Итак, в пору полного развития своих сил Мор не был поглощен еще ортодоксальным католицизмом. Он был религиозен, но то была религиозность чистой гуманитарной совести; он принимал догматическую и обрядовую стороны католицизма, поскольку та и другая не противоречили этой совести. В эту пору он, несомненно, стоял выше католичества; но он признавал его, так как, во-первых, находил и в нем истину, во-вторых, будучи просвещенным гуманистом, боялся религиозных народных движений, и в-третьих, считал за лучшее иметь во главе религиозных дел какого-нибудь руководителя, хотя бы и дурного, чем не иметь никакого.

Теперь мы переходим к третьему периоду жизни Мора, когда он действительно подвизается в качестве католического борца. Быть может, он остался бы до конца своей жизни тем, чем был на самом деле: человеком религиозным, но не отуманенным предрассудками и суевериями, – если бы внешние обстоятельства не стали круто изменяться, не обстоятельства его личной жизни, а общественные, как в Англии, так и на материке. Реформация была в разгаре. Все интересы общественной жизни сосредоточивались вокруг нее. Даже в деревенской глуши начиналось глухое брожение. Поднимался народ. Наступил решительный момент освобождения от господства порочного и суеверного Рима. Это было уже не случайное спорадическое проявление возмущенной совести, а массовое движение. Вопрос о дальнейшем существовании католицизма ставился ребром. «Науки процветают, умы пробуждаются, – патетически восклицает Гуттен, – счастье жить в такое время!» В такую эпоху человек, религиозно относящийся к своей жизни, не может спокойно предаваться созерцанию и тем более сидеть на двух стульях сразу. Он видит, что вся жизнь, все интересы группируются около двух пунктов: нового и старого. Вся подготовительная работа, приведшая к такой именно группировке общественных сил, отошла уже в прошлое. Теперь не время копаться в нем; теперь не время оставаться при особом мнении. Старое и новое стоят друг против друга с оружием в руках. Становитесь на ту или на другую сторону или вы останетесь вне главной арены борьбы. Если вы не любите борьбы, если вы боитесь «шума мирского» и, как улитка, захотели бы спрятаться в своей раковине, то и это не поможет. Такие моменты и отличаются именно тем, что «шум мирской» проникает в самые темные закоулки, затрагивает самые отсталые умы. Что же говорить о передовых?..
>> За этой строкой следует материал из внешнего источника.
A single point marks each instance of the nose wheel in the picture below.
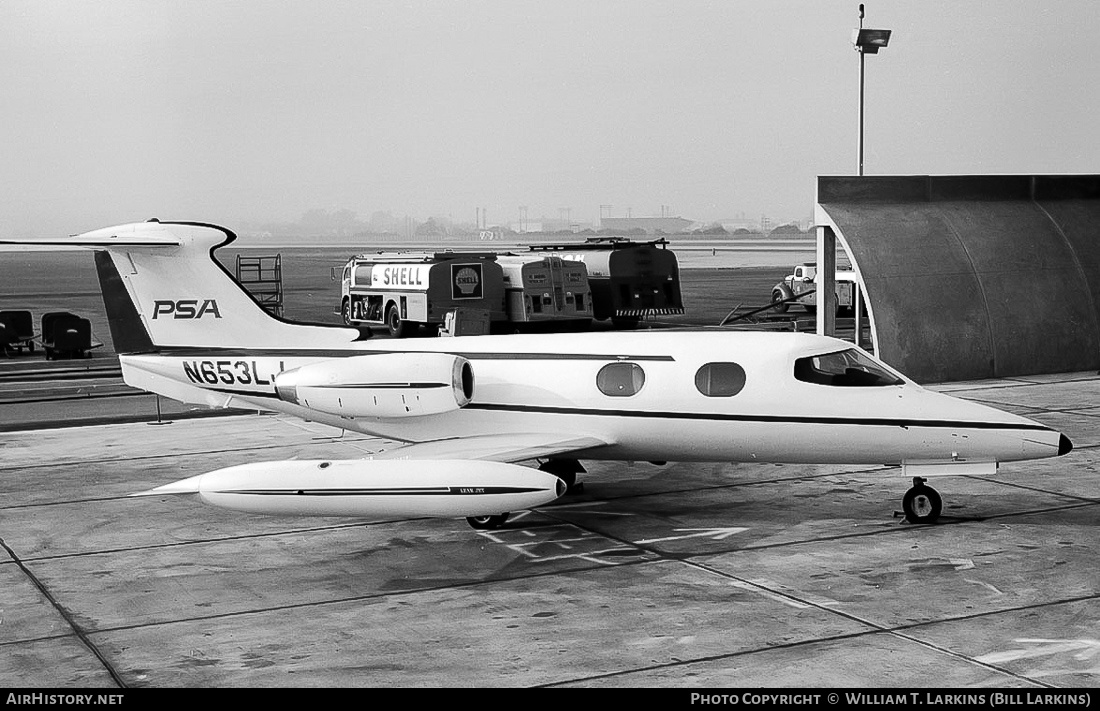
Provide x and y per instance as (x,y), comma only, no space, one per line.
(487,523)
(922,503)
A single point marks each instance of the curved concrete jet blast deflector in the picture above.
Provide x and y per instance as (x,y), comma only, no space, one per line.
(188,331)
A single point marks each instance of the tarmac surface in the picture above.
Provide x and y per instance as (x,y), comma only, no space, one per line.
(683,576)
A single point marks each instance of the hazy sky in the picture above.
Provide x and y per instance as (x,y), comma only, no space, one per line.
(233,111)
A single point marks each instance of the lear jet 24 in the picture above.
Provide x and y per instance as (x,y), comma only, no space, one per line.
(469,408)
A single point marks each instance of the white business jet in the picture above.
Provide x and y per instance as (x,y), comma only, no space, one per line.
(469,408)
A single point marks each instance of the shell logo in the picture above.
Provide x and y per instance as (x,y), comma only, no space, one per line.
(466,281)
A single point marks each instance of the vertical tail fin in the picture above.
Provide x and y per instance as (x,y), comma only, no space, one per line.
(163,288)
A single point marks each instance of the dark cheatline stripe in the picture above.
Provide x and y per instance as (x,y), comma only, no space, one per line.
(878,422)
(431,491)
(208,352)
(383,385)
(781,419)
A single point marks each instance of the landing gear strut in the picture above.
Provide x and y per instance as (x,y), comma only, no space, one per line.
(922,503)
(567,470)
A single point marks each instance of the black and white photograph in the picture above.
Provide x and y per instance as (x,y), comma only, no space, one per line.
(748,351)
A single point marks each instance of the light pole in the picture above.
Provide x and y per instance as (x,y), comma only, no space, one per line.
(866,42)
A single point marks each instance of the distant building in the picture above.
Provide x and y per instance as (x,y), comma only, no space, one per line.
(648,225)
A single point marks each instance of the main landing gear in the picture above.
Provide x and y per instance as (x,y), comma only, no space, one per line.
(922,503)
(564,469)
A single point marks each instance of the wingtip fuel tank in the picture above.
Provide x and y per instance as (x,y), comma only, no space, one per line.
(364,488)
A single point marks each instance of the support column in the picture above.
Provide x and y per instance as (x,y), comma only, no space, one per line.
(826,281)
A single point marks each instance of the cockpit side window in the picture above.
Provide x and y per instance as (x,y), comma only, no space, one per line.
(620,380)
(845,369)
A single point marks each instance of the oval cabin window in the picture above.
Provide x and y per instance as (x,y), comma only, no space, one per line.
(719,380)
(620,380)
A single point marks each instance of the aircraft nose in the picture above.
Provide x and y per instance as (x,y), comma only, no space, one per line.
(1065,446)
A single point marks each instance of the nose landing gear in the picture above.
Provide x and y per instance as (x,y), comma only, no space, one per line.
(922,503)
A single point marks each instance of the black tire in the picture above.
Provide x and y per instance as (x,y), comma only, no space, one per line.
(487,523)
(922,504)
(397,327)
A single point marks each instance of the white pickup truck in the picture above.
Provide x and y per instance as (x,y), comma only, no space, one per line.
(803,284)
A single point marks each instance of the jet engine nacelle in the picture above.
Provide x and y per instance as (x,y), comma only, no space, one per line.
(372,488)
(382,385)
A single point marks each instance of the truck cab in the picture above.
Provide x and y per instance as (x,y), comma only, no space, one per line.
(802,283)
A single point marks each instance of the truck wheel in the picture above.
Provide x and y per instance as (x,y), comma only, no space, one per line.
(397,327)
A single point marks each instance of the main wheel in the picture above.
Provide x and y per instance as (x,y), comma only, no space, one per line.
(922,504)
(397,327)
(487,523)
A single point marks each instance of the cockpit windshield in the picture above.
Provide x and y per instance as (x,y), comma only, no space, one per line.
(845,369)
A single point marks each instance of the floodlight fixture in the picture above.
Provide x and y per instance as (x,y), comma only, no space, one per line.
(866,41)
(870,41)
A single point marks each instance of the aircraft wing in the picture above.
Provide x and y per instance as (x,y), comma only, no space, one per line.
(503,448)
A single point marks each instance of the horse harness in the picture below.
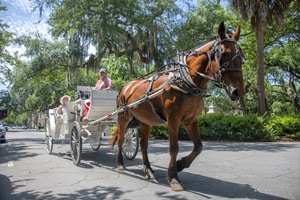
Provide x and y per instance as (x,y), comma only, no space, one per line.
(182,80)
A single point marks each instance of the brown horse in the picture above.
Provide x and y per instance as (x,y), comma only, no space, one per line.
(182,101)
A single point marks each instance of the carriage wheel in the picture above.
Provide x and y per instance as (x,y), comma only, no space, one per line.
(95,145)
(48,139)
(131,143)
(76,144)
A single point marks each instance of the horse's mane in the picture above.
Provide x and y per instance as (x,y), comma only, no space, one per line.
(203,43)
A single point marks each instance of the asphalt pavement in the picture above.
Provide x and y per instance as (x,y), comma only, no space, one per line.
(224,170)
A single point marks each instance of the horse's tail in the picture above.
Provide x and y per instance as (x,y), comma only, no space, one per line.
(114,139)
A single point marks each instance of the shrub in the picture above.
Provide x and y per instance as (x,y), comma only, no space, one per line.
(284,126)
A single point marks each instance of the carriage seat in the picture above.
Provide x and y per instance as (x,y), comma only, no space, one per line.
(101,103)
(63,125)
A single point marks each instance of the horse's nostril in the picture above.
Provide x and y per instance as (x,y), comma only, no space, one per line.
(236,92)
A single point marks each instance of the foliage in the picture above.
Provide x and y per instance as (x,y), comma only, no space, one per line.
(284,126)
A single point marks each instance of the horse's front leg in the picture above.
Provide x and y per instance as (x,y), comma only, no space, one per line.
(144,149)
(174,148)
(122,126)
(193,131)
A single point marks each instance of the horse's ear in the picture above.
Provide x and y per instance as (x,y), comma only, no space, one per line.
(222,31)
(236,34)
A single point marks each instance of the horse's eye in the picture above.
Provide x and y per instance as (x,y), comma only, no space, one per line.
(226,54)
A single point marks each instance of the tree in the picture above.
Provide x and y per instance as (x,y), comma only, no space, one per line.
(5,57)
(139,30)
(261,14)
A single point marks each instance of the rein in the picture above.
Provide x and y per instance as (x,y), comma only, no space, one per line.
(216,54)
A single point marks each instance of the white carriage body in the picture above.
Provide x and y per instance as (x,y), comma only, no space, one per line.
(101,103)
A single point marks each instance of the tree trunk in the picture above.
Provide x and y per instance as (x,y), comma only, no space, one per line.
(260,72)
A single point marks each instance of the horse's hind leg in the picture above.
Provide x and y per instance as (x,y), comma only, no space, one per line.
(144,149)
(174,148)
(194,133)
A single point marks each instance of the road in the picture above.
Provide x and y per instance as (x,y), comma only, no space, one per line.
(224,170)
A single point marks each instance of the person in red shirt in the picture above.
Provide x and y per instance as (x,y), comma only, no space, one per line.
(104,83)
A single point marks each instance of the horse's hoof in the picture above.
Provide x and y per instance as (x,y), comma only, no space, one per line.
(176,185)
(121,167)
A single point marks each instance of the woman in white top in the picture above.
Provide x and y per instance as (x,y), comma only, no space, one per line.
(62,109)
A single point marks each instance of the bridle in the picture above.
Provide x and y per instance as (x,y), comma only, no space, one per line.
(215,53)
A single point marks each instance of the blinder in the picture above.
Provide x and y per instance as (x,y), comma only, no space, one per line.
(216,50)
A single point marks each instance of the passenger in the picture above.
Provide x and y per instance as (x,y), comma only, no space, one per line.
(104,83)
(62,109)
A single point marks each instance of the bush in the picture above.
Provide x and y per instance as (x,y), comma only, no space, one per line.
(284,126)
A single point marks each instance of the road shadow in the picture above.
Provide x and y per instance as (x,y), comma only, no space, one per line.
(17,145)
(157,147)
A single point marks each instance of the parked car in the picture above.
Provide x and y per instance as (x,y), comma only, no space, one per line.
(2,133)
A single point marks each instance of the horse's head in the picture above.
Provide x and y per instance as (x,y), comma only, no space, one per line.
(228,60)
(219,61)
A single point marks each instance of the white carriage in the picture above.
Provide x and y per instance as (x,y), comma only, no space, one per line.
(88,120)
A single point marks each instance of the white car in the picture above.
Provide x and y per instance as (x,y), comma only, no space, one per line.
(2,132)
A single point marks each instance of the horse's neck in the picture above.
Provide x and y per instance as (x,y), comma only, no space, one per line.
(200,61)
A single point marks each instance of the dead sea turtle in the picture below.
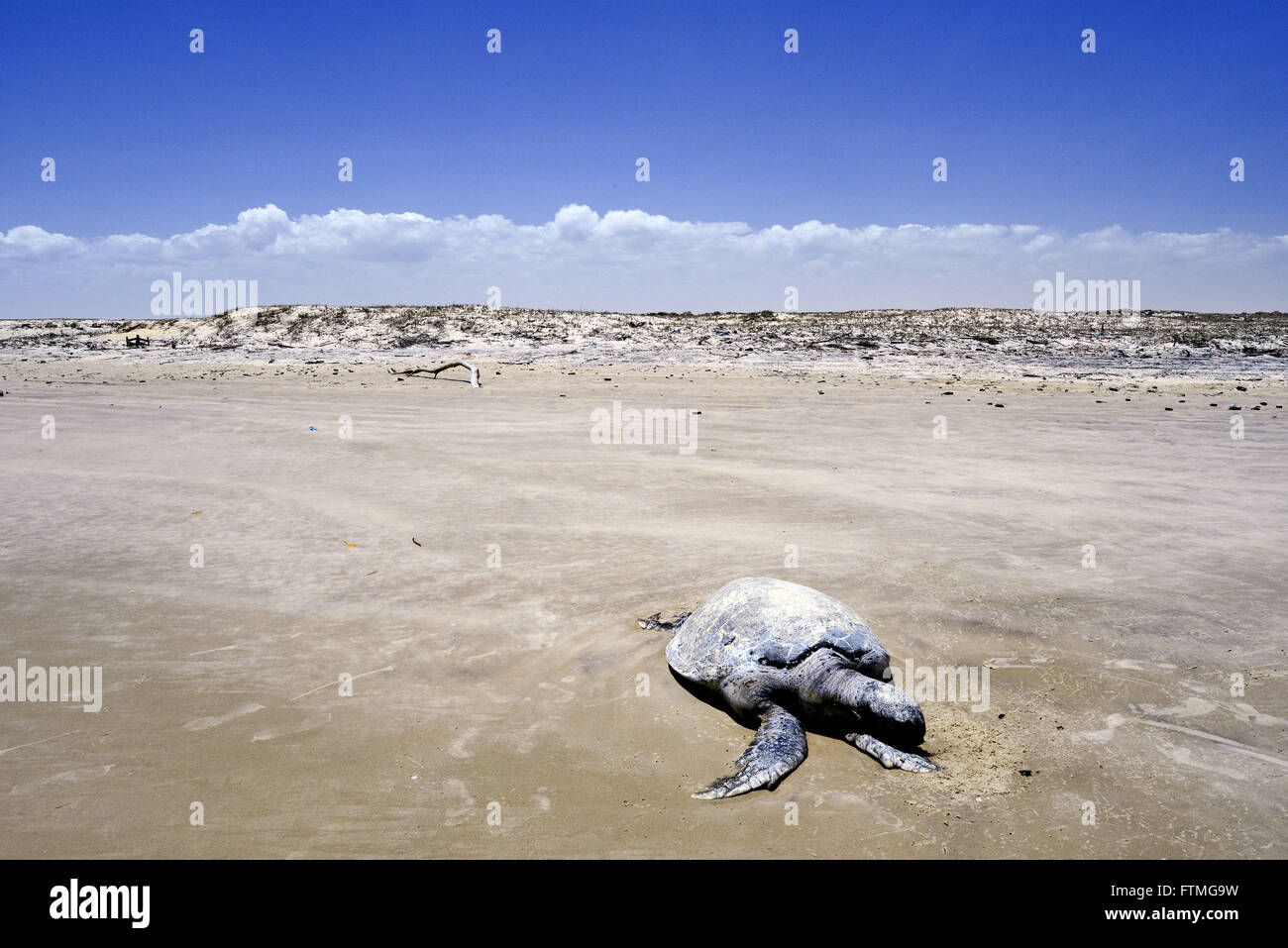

И Мору предстояло решительно встать на одну или на другую сторону. Быть может, он хотел бы, чтоб борьба между новым и старым вылилась в иных формах; но об этом следовало думать раньше, а теперь необходимо было считаться с тем, к чему привел общий ход развития. Мор не хотел или не мог уклониться от резкой постановки вопроса, как это сделал Эразм. Мор был ведь по существу религиозный человек, и, следовательно, всякая двойственность в вопросе первостепенной важности была для него немыслима. К тому же он занимал слишком выдающийся пост; ему нельзя было стушеваться. И Мор решился: он выступил ярым защитником католичества, то есть старого порядка. Конечно, мы можем сожалеть об этом; мы можем думать, что ему следовало бы быть как раз в противоположном лагере, что он дал бы могучий толчок протестантскому движению в Англии и, кто знает, может быть сделал бы излишним появление Нокса и так далее, но все подобные сожаления и предположения не бросают ни малейшей тени на собственно нравственную сторону поступка Мора: он так думал и так поступил. Если принять во внимание, что Мор всегда, даже в своей «Утопии», выступал сторонником авторитарного образа действий, то есть сверху вниз, а не обратно, то становится совершенно понятно, что он оказался на стороне католицизма, а не Реформации, так как эта последняя была провозглашением именно противоположных принципов.